9 Most Popular Vegetables In Vietnam
Water spinach- morning glory (Rau Muong)
Water spinach is the most common vegetable in Vietnam as the tropical climate creates favorable conditions for its growth and the veggie does not require much care. Used to be known as a rustic veggie of the poor, water spinach has become an integral ingredient in some Vietnamese cuisines such as sautéed garlic spinach. In the south, morning glory is often chopped into thin chips and eaten raw as salad or served with many kinds of noodles. For most Vietnamese, water spinach is considered as important as rice in their daily meals.
Cabbage (Bap Cai)
Cabbage is one of the indispensible veggies that Vietnamese housewives take to their top list of ingredients in the cold season. It is a round vegetable with large green or white leaves. It is common knowledge that cabbage is a good source of vitamins and disease preventative properties. Cabbage looks like lettuce but the flavor is subtly different. Its gently sweet taste could certainly charm vegetarian lovers.
Bamboo shoots (Mang)
Coming to Vietnam, the image of green bamboo trees surrounding rustic villages seems to be engraved in tourists’ mind as an unforgettable beauty. Not many guests know that bamboo shoots are regarded as a valuable source of food. According to scientific research, eating bamboo shoots is one of the best ways for you to lose weight and maintain good general health as they are high in dietary fiber and vitamins as well as mineral substance. While fresh bamboo shoots are commonly used in some kinds of soups in Vietnam, its fermented state is preferred to be eaten with a lot of dishes as a kind of Vietnamese Kimchi.
Chayote (Su su)
Chayote is getting popular in the north of Vietnam. It could be easily processed into totally different kinds of dishes as everything in the chayote fruit is edible. The root and leaves are often sautéed with garlic while the sweet flesh is preferred to be boiled and served with roasted peanuts. Both dishes are emerging specialties in Vietnam.
Kohlrabi (Su Hao)
Kohlrabi is a veggie of the cabbage family whose thick round white stem is eaten. It is said that should you are keen on broccoli stalks, you would definitely like kohlrabi. It tastes sweet and super crunchy. While hot kohlrabi soups with pork bone or chicken are bound to warm your belly in the winter, boiled kohlrabi is likely to bring you a cool feeling in the summer, not mention to fermented kohlrabi with the crunchy flavor remained.

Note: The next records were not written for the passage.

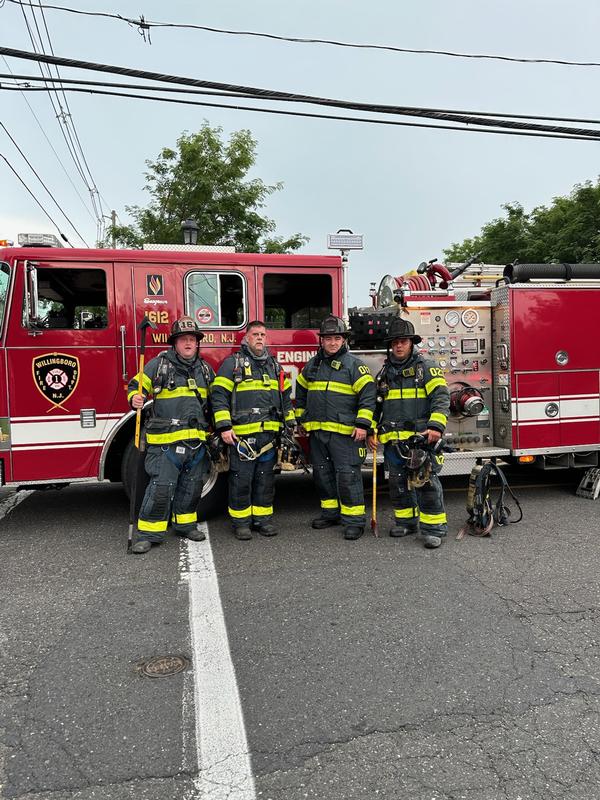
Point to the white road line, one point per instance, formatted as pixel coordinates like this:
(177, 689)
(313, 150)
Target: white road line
(224, 767)
(13, 501)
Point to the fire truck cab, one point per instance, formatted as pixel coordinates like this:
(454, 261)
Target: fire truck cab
(69, 341)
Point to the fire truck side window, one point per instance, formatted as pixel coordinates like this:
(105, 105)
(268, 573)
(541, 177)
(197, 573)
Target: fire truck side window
(69, 299)
(297, 301)
(216, 300)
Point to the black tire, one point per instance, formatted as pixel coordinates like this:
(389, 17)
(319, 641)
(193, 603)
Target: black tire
(214, 493)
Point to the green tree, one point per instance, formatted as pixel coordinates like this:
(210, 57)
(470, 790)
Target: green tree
(566, 231)
(206, 179)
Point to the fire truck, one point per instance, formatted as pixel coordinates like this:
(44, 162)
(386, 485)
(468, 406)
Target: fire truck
(69, 343)
(519, 349)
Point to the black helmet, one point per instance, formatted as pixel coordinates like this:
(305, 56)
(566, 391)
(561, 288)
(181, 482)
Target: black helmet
(402, 329)
(184, 326)
(333, 326)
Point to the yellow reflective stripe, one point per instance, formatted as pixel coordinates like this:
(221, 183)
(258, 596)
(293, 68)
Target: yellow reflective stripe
(256, 427)
(403, 394)
(175, 436)
(405, 513)
(433, 519)
(358, 385)
(391, 436)
(329, 503)
(331, 427)
(153, 527)
(257, 386)
(433, 384)
(441, 418)
(224, 382)
(182, 391)
(184, 519)
(242, 514)
(262, 511)
(352, 511)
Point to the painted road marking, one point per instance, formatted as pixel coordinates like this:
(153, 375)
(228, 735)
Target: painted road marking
(13, 500)
(223, 757)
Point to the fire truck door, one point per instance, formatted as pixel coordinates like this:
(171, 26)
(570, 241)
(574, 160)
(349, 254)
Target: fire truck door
(66, 385)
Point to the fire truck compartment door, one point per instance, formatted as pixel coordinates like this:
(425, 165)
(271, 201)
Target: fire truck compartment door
(66, 373)
(557, 410)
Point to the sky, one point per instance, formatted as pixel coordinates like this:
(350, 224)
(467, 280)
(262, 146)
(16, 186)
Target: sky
(411, 192)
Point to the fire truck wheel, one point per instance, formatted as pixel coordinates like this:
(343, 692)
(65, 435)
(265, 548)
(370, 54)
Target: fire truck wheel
(214, 492)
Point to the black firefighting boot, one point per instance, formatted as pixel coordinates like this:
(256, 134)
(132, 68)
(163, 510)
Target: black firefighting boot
(265, 528)
(325, 522)
(398, 530)
(141, 546)
(353, 532)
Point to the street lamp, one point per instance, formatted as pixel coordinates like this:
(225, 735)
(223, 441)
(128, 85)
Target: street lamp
(345, 240)
(189, 228)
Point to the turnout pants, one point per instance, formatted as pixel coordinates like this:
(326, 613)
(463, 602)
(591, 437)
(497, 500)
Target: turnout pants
(419, 507)
(175, 488)
(337, 460)
(252, 484)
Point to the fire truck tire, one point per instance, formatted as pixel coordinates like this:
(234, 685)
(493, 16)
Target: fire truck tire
(214, 493)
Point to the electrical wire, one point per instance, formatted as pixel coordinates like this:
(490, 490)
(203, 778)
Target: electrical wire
(13, 170)
(143, 25)
(32, 168)
(258, 93)
(550, 135)
(144, 87)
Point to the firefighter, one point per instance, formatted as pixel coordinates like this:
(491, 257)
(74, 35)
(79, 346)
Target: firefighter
(176, 459)
(335, 401)
(412, 398)
(251, 403)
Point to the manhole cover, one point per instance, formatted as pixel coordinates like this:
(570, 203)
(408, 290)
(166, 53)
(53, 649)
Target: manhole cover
(163, 666)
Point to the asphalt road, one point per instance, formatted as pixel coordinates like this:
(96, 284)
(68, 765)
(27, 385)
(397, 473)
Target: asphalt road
(368, 669)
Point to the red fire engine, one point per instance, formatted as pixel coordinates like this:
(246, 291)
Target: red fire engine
(69, 342)
(519, 348)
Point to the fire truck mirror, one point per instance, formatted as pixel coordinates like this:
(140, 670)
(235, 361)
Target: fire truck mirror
(31, 300)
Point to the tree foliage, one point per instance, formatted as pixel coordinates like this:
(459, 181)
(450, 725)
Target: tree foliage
(566, 231)
(206, 179)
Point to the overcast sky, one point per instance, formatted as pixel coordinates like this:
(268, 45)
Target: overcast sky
(410, 191)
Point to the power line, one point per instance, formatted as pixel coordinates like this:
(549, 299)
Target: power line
(270, 94)
(144, 26)
(550, 135)
(213, 93)
(43, 130)
(32, 168)
(16, 174)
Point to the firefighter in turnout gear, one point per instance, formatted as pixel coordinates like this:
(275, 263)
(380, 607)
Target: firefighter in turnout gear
(176, 459)
(335, 401)
(413, 398)
(251, 403)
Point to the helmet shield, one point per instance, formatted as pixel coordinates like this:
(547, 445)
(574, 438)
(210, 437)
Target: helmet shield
(185, 326)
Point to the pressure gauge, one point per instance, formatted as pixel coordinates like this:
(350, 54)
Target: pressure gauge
(452, 319)
(470, 318)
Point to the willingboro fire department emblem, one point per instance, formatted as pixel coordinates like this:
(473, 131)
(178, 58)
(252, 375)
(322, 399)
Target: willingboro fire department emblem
(56, 375)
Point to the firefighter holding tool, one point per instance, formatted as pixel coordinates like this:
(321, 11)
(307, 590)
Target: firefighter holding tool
(412, 410)
(176, 433)
(335, 401)
(251, 405)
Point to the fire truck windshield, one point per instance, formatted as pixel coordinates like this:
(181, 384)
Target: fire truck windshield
(4, 279)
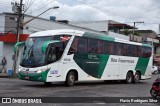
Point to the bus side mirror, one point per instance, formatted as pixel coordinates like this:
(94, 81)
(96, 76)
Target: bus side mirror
(46, 44)
(16, 46)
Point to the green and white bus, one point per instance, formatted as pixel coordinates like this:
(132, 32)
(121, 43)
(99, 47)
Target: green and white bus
(72, 55)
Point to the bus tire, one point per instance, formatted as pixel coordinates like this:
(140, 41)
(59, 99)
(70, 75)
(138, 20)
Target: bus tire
(48, 83)
(70, 79)
(136, 77)
(129, 78)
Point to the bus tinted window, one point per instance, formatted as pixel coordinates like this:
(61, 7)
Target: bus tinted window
(130, 50)
(146, 52)
(92, 46)
(120, 50)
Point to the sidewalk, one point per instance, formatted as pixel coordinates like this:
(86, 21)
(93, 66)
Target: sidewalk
(4, 75)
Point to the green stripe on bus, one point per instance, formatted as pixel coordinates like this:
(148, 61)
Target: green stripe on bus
(41, 77)
(99, 36)
(142, 65)
(92, 64)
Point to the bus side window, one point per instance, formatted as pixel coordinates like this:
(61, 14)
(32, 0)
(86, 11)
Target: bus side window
(100, 47)
(106, 47)
(73, 47)
(82, 45)
(146, 52)
(110, 46)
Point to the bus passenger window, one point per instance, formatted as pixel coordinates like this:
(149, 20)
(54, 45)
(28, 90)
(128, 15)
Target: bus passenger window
(82, 45)
(92, 46)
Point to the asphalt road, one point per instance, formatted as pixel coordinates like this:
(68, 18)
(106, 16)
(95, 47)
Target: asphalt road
(10, 87)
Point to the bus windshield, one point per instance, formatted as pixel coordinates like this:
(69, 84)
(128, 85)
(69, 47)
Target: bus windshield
(33, 56)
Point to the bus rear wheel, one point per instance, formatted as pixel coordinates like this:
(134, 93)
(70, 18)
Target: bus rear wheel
(136, 77)
(70, 79)
(129, 78)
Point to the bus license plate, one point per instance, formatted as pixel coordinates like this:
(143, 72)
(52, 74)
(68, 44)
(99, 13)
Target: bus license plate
(26, 77)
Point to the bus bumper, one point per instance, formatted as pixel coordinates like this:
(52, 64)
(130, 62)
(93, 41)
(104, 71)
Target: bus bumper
(40, 77)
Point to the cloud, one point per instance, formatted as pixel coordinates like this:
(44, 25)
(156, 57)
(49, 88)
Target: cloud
(125, 11)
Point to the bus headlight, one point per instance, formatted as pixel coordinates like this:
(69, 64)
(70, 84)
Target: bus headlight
(19, 70)
(39, 71)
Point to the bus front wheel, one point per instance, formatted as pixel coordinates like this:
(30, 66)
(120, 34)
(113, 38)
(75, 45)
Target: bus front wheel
(129, 78)
(70, 79)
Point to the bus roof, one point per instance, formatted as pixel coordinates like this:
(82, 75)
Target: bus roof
(100, 35)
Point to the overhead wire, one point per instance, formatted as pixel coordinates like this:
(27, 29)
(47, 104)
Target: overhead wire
(42, 7)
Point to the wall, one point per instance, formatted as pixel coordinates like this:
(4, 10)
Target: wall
(43, 24)
(10, 23)
(118, 35)
(8, 53)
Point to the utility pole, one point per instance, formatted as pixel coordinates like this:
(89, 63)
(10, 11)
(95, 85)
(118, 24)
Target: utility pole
(18, 9)
(135, 26)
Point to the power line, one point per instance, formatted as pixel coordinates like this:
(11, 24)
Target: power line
(29, 5)
(42, 7)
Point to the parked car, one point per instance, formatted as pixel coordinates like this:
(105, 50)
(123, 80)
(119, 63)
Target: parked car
(154, 70)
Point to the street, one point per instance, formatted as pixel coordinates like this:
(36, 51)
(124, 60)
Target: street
(13, 87)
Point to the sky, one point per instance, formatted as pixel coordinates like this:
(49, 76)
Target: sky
(124, 11)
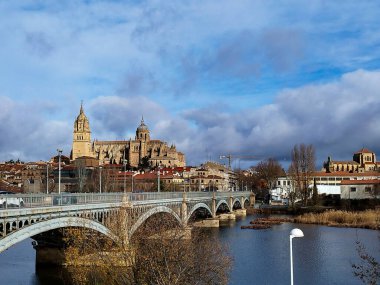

Bitter Melon (Muop Dang- Kho Qua)
Through the name, we could certainly image how it tastes. However, the rough surface and the bitter flavor are unable to prevent Vietnamese from enjoying this veggie. So, just try it and find your answer. Chopped bitter melon is often stir-fried with eggs, but the most favorite dish could be bitter melon soup, integral part of the menu for the summer in the south. This specialty is taken into Tet holiday menu as it is Vietnamese firm belief that sadness will pass and the happiness will come over after bitterness has been eaten.
Ceylon spinach (Rau Mung Toi)
Ceylon spinach has appeared in poems and folk verses as a symbol of a rustic attractiveness in Vietnamese little villages. The veggie seems to remind people living far away from their countries of their passed days gathering with their family members around cozy plain meals. The perfect combination of the veggie with crab meat, jute, and luffa creates a mouth-watering soup, a cool dish for hot days in the summer. Besides, ceylon spinach stir-fried with garlic is getting more and more popular in Vietnamese cuisine.
Cucumber (Dua Chuot)
Hardly any submarine sandwich in Vietnam does not have sliced cucumbers as the main ingredient inside. It is certainly an ideal veggie for the summer due to its mild, almost watery flavor or light melon taste. While raw cucumber is also integral part of most kinds of salads in Vietnam, pickled cucumber is another delicacy in Vietnamese cuisine.
Chinese broccoli (Cai Lan)
Many types of soups in Vietnam has Chinese broccoli as the main ingredient. With a subtly bitter flavor and long-lasting sweet taste, the veggie is commonly dipped into broth to enrich the flavor of hotpots. In addition, it can be eaten raw in salads, stir-fried with beef or mushroom and boiled as a normal vegetable. However, the veggie should be washed thoroughly before processed due to the fact that Vietnamese farmers currently spray many kinds of pesticides onto the veggie.